What I'm seeing you do here is link patents to fees... that is a dangerous generalization to make when looking at technology. And I think it is clouding all of your views on this. It is not that black and white.

I despise software patents. They create innumerable legal headaches for what appears to be very little gain. They restrict the market rather than help it grow. People are terrified of inadvertently stepping on someone else's patents.

I'm concerned as to what decision MPEG-LA will make in 2015 regarding streaming H.264. Will they charge royalties? Will they let it remain free? Who knows?? I don't like that little Sword of Damocles hanging over everyone's heads for the next five years. It would be really nice to have an alternative video technology that's not patent-encumbered, or at least has very clear and generous licensing terms without "submarine patent" risks.
 
No one has said iPhone apps "must" run on other platforms. What has been criticized is Apple's recent stance on applications, that any app which calls into the iPhone APIs be written in C/ObjC/C++. No cross-compilers, no multi-platform toolkits, none of that--you must write native iPhone code. It's not that Apple doesn't make it easy to write cross-platform apps--they have no obligation to do that--but their current position is designed specifically to preclude cross-platform apps.

Now, you could make a case that compatibility layers and cross-compilers produce inefficient, bloated code. Fair enough. However, this is not necessarily the case, and even if it is, the app can be rejected on that basis. But to preclude cross-platform development just to spite Adobe is asinine.

What this does bare a lot of similarity to was Microsoft's handing of Java, specifically their purposefully poor implementation of Java for their own Virtual Machine. The intent for this was to stop developers from effectively making cross platform applications; Java code that was targeted for the correct implementation would not necessarily work correctly on Microsoft's version and because Microsoft added a few bits on to their implementation, code targeted at Microsoft's virtual machine would not necessarily run correctly on the baseline version on other platforms.
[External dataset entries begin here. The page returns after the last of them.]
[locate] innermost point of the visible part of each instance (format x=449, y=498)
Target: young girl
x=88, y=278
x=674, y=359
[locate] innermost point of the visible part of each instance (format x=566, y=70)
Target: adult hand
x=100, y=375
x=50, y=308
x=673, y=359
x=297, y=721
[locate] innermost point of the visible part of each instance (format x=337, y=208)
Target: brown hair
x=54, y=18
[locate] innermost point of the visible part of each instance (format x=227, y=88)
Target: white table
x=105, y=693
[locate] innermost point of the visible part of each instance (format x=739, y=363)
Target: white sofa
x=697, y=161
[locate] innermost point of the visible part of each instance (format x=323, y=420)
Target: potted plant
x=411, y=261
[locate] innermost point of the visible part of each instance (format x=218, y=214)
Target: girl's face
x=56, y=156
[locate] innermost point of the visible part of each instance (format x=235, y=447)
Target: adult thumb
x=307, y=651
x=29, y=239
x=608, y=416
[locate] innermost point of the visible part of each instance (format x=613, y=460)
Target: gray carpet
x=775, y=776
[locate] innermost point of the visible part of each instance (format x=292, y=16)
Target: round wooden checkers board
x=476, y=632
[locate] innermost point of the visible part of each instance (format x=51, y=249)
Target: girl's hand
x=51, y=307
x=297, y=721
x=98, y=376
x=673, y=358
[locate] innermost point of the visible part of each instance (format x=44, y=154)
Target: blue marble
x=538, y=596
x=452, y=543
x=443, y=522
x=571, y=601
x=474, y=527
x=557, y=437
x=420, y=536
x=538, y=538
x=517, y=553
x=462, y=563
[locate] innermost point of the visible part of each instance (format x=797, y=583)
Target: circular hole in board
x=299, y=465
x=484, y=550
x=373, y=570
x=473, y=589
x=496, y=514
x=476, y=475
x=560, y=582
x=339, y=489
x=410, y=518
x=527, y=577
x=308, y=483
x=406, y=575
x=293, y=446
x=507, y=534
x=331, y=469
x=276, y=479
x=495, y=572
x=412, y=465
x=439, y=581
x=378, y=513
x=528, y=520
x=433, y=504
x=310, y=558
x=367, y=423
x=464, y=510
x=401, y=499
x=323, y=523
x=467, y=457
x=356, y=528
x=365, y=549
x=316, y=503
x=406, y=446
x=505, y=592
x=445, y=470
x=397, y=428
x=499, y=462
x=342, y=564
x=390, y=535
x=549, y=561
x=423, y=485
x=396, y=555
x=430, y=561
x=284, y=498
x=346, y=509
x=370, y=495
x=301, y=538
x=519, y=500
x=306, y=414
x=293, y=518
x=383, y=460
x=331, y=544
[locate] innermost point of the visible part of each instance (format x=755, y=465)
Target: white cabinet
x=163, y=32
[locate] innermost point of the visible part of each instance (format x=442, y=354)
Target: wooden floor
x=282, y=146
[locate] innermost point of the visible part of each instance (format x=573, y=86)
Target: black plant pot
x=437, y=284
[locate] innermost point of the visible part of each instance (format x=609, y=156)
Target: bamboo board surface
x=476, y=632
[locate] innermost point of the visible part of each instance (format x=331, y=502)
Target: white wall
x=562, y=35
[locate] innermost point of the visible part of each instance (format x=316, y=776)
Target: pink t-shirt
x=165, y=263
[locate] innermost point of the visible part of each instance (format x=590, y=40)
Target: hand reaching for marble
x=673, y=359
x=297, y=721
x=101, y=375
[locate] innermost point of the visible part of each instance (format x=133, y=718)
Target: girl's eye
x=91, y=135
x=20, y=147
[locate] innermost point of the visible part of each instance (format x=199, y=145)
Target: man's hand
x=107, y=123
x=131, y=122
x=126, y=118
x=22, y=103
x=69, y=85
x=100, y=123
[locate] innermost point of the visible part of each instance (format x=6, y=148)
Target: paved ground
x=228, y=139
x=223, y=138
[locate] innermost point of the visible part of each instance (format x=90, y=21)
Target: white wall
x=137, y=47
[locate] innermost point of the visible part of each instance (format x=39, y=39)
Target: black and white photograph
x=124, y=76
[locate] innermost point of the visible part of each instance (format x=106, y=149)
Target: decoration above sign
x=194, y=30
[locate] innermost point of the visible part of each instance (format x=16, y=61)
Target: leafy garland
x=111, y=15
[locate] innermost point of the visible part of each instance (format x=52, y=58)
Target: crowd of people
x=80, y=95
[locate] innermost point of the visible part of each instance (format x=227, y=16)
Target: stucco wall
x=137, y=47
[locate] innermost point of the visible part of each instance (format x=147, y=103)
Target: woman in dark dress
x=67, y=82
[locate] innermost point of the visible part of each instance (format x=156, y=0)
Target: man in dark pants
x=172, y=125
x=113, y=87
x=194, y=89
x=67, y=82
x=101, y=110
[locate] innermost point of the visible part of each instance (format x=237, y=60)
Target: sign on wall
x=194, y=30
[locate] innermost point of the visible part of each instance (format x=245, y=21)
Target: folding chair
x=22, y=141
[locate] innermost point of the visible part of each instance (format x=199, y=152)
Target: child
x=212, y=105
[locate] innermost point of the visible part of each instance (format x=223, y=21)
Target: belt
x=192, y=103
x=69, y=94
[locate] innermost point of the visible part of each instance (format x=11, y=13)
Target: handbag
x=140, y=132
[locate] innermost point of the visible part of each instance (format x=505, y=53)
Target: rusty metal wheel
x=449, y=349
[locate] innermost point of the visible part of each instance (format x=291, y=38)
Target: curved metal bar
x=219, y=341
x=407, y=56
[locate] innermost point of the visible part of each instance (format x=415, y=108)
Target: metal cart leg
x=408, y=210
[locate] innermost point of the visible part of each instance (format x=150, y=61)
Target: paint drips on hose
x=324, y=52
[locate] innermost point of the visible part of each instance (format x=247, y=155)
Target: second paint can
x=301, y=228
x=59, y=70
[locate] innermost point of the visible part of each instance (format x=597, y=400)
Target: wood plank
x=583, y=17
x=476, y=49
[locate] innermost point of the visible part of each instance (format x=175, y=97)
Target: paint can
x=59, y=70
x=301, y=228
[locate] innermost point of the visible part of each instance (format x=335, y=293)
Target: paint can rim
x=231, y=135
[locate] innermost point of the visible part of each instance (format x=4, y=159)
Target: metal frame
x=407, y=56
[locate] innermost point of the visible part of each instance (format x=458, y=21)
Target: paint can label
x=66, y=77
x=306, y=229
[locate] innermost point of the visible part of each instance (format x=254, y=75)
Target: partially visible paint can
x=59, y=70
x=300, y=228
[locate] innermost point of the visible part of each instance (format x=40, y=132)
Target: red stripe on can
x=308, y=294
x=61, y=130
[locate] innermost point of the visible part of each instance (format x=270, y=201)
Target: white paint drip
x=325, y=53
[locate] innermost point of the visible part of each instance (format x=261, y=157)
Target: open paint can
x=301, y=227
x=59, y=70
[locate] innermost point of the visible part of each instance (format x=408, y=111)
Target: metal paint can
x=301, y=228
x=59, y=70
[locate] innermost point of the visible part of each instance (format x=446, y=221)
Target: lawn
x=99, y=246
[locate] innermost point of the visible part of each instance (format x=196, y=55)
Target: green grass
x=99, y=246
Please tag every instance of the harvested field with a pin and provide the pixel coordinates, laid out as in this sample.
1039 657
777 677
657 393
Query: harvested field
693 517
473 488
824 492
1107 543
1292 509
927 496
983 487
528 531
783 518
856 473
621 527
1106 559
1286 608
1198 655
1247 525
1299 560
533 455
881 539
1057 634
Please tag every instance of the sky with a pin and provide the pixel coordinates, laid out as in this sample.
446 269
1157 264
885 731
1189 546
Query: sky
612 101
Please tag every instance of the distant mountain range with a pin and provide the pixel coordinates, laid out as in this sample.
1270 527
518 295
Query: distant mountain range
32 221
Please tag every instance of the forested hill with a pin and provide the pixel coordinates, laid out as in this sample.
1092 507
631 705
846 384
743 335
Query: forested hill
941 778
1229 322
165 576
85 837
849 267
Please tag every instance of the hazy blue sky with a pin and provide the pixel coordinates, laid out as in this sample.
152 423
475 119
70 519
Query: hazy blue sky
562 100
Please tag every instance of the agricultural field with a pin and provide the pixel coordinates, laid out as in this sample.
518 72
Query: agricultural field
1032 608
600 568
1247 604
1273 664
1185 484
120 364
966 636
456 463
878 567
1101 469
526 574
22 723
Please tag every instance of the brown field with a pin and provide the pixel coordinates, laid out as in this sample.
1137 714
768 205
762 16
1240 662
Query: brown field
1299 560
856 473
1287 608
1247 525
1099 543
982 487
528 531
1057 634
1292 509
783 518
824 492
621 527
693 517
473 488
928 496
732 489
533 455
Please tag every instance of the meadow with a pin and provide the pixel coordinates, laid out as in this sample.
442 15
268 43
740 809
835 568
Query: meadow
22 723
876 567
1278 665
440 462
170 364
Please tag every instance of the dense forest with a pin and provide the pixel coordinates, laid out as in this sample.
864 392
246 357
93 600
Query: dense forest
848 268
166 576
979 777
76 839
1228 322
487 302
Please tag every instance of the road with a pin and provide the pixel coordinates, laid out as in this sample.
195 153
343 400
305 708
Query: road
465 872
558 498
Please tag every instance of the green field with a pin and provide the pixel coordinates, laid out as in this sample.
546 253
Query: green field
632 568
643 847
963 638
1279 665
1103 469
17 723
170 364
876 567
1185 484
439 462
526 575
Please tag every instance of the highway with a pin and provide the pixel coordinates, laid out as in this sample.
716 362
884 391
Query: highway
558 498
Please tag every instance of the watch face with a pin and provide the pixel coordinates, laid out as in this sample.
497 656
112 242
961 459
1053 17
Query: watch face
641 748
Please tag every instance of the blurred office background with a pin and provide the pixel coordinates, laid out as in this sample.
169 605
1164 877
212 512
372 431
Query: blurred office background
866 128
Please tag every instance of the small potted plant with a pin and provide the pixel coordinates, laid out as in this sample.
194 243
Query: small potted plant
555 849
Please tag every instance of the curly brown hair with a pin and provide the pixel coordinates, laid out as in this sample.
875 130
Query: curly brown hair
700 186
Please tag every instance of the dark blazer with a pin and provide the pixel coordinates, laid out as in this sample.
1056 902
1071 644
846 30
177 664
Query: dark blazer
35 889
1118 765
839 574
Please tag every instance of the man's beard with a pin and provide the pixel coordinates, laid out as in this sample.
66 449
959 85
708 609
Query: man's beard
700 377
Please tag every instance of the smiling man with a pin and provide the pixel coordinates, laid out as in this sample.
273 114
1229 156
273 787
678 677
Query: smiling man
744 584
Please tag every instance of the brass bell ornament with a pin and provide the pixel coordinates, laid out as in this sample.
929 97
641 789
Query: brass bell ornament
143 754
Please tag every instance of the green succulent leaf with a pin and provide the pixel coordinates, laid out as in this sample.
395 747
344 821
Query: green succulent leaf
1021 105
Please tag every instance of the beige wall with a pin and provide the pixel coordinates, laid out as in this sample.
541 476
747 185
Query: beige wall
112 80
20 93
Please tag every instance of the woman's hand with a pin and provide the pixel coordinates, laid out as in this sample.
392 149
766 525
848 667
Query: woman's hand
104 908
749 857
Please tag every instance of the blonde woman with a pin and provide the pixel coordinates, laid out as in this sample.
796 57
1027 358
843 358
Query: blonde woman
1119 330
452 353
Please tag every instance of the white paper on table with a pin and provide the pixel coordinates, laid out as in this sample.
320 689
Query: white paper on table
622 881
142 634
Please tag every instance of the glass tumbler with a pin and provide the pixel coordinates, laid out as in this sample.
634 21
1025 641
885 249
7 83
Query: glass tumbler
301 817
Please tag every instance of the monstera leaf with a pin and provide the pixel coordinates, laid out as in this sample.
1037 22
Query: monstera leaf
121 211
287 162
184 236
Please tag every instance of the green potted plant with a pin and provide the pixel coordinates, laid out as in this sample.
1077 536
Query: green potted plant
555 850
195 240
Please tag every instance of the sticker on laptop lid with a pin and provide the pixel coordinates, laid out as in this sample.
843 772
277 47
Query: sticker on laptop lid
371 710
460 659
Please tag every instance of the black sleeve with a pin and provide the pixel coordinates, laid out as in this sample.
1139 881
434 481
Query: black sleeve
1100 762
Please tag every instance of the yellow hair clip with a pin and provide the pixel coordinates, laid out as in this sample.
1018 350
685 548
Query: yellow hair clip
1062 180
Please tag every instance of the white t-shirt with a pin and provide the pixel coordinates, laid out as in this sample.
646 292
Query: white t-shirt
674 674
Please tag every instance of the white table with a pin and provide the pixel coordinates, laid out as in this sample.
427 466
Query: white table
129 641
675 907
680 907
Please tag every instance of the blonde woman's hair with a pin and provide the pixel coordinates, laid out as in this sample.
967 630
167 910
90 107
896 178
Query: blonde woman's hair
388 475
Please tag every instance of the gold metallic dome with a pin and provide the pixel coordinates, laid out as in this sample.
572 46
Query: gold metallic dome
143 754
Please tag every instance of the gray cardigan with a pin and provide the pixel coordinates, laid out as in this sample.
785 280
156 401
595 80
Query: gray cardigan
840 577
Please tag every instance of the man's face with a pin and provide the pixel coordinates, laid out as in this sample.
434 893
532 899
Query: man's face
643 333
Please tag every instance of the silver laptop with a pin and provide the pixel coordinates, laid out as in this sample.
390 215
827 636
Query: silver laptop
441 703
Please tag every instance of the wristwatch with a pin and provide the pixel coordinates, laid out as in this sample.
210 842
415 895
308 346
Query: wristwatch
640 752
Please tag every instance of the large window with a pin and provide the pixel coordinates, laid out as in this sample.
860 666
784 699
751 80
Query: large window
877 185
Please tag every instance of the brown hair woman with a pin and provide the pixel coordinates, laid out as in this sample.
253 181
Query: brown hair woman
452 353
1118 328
The intent was clear: to stop cross platform development of Java applications. Sun sued, Microsoft settled and the Microsoft virtual machine was eventually pulled as a result of the settlement.

And this is exactly what Apple is trying to do to Adobe: shut them out of the market which will have a windfall effect on Adobe's presence in the entire mobile industry, not just in their relation to Apple. It will of course have the same effect on their competing mobile platforms. Further, it is a fallacy to say that Apple can do whatever they want on their own platform because legal precedent clearly shows otherwise... Microsoft got in trouble from both the DOJ and the EU over their practices on how they controlled their own platform (which went beyond their behavior towards OEMs, notably in the EU). It's also a fallacy to say that just because they're not a monopoly then they're fine; antitrust laws apply to any company that is in a position to unfairly harm any of their competitors, monopoly or no.

I posted a link to an article on this before, but it's made the rounds at more reputable news sites since then: Apple Draws Scrutiny From Regulators

Of course an investigation is not an indictment. Apparently the potential investigation was prompted by complaints from both Adobe and several app developers.
 
Hah, it's no problem. I got a little carried away, I think... :D

I do find these things fascinating to discuss, or I wouldn't spend time on it!